3. Del tutto infondato è il secondo motivo, che attiene al dedotto errore materiale incorso nel provvedimento del 25 ottobre 2010 che, nell’applicare la disciplina del reato continuato ricomprendendo anche i reati di cui alla sentenza del 30 gennaio 2007 della Corte d’appello di Caltanissetta, definitiva il 18 marzo 2006, ha applicato la stessa pena inflitta nel giudizio di cognizione pari ad anni uno e mesi nove di reclusione senza operare la dovuta riduzione per il rito abbreviato.

Il Giudice della esecuzione ha ragionevolmente rilevato con l’ordinanza impugnate, ricostruendo i dati fattuali a sua deposizione, che la sentenza del 30 gennaio 2007 è compresa nel provvedimento di applicazione della disciplina del reato continuato del 13 ottobre 2009 della Corte d’Appello di Caltanissetta, con il quale era state applicata a titolo di aumento per il reato di cui alla L. n. 356 del 1992, art. 12-quinqiues giudicato con la predetta sentenza, la pena di anno uno e mesi nove di reclusione senza precisare se si era tenuto conto della riduzione per il rito abbreviato, ed ha aggiunto che la pena indicata nel predetto provvedimento, non oggetto di impugnazione, è state assunta da esso stesso, quale Giudice della esecuzione, come pena base nel provvedimento di determinazione pena del 25 ottobre 2010.

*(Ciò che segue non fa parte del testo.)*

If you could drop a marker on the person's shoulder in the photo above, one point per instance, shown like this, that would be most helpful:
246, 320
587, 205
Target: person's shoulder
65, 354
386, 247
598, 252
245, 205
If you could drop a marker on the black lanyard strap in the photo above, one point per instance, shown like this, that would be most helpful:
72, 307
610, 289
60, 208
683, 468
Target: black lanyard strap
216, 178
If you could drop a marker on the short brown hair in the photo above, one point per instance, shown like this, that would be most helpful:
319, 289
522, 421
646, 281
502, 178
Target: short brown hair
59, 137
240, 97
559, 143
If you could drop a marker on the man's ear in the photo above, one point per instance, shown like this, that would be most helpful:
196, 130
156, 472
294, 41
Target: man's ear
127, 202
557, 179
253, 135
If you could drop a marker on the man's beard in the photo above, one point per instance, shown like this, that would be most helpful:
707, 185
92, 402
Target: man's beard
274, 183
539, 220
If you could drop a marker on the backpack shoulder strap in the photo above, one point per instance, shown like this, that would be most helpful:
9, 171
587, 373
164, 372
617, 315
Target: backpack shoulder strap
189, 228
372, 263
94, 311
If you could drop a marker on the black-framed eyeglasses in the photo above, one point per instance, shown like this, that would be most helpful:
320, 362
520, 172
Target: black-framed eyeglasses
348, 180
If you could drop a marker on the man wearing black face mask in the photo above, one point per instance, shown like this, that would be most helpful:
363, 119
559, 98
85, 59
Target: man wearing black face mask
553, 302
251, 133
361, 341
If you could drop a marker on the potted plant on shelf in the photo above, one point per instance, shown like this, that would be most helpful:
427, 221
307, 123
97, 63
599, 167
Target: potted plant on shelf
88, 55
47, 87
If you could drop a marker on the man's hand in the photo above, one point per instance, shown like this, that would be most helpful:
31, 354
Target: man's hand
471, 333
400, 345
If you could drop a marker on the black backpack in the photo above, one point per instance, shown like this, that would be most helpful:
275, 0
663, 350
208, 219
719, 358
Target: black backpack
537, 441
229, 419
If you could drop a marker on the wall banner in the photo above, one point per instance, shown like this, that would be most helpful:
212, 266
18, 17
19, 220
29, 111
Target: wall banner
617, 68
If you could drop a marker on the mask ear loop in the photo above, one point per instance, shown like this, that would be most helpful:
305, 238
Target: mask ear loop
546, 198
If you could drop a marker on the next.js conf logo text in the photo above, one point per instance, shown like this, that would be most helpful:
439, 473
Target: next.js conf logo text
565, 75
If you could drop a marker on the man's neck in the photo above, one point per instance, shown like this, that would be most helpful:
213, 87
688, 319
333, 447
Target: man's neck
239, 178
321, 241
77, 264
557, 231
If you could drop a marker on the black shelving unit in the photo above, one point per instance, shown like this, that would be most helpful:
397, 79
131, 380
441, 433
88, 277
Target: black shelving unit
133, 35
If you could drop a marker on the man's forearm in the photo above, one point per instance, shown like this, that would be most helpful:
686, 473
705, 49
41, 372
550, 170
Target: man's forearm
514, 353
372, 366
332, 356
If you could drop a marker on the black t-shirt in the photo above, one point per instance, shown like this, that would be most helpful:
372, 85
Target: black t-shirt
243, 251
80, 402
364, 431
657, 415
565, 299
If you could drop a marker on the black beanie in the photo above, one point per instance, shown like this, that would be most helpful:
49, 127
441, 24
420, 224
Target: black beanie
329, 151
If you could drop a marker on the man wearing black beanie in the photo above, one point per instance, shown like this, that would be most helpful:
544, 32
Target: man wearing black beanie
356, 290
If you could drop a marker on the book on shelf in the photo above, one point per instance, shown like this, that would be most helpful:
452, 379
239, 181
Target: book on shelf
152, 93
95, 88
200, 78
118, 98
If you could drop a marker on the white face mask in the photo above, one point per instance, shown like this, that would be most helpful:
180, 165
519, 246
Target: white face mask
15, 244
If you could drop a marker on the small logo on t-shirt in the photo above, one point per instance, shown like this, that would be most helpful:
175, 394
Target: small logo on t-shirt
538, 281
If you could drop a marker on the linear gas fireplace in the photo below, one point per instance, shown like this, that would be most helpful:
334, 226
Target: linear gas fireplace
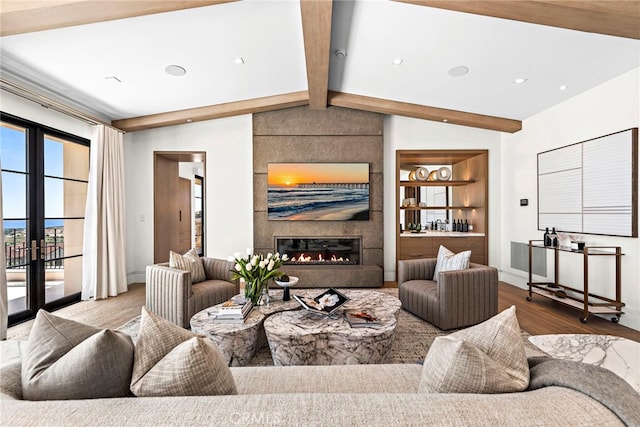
320, 250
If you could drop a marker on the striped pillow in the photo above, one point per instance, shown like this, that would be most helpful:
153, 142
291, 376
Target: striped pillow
171, 361
486, 358
188, 262
449, 261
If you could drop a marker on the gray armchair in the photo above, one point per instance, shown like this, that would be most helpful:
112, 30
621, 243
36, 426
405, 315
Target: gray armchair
172, 295
458, 299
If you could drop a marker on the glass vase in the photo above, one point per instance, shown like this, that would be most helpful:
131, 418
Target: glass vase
253, 291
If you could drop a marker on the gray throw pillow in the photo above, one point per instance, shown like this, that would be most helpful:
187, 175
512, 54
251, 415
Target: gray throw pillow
486, 358
171, 361
65, 359
449, 261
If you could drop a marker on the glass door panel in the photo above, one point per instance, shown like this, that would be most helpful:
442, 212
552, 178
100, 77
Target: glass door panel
44, 188
66, 174
17, 237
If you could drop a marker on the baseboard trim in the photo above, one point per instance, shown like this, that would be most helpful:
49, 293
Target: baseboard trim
136, 277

Appare evidente, alla luce di detta articolate ricostruzione fattuale, che la censura non attiene a un calcolo errato ma investe presunte erronee modalità di computo della pena in successivi provvedimenti giudiziali, la sentenza prima e due ordinanze rese in sede esecutiva dopo, da far valere, ricorrendone le condizioni, con i mezzi di impugnazione agli stessi relativi, e non attraverso aspecifiche deduzioni, la cui stessa prospettazione come errore di calcolo e/o come fatto nuovo ne tradisce l’incerto e non chiarito fondamento.

4. Il ricorso deve essere, pertanto, dichiarato inammissibile.

Segue la condanna del ricorrente al pagamento delle spese processuali e, in mancanza di elementi atti a escludere la colpa nella determinazione della causa di inammissibilità, al versamento della somma, ritenute congrua, di Euro 1.000,00 alla Cassa delle ammende, al sensi dell’art. 616 c.p.p..

P.Q.M.

Dichiara inammissibile il ricorso e condanna il ricorrente al pagamento delle spese processuali e della somma di Euro 1.000,00 alla Cassa delle ammende.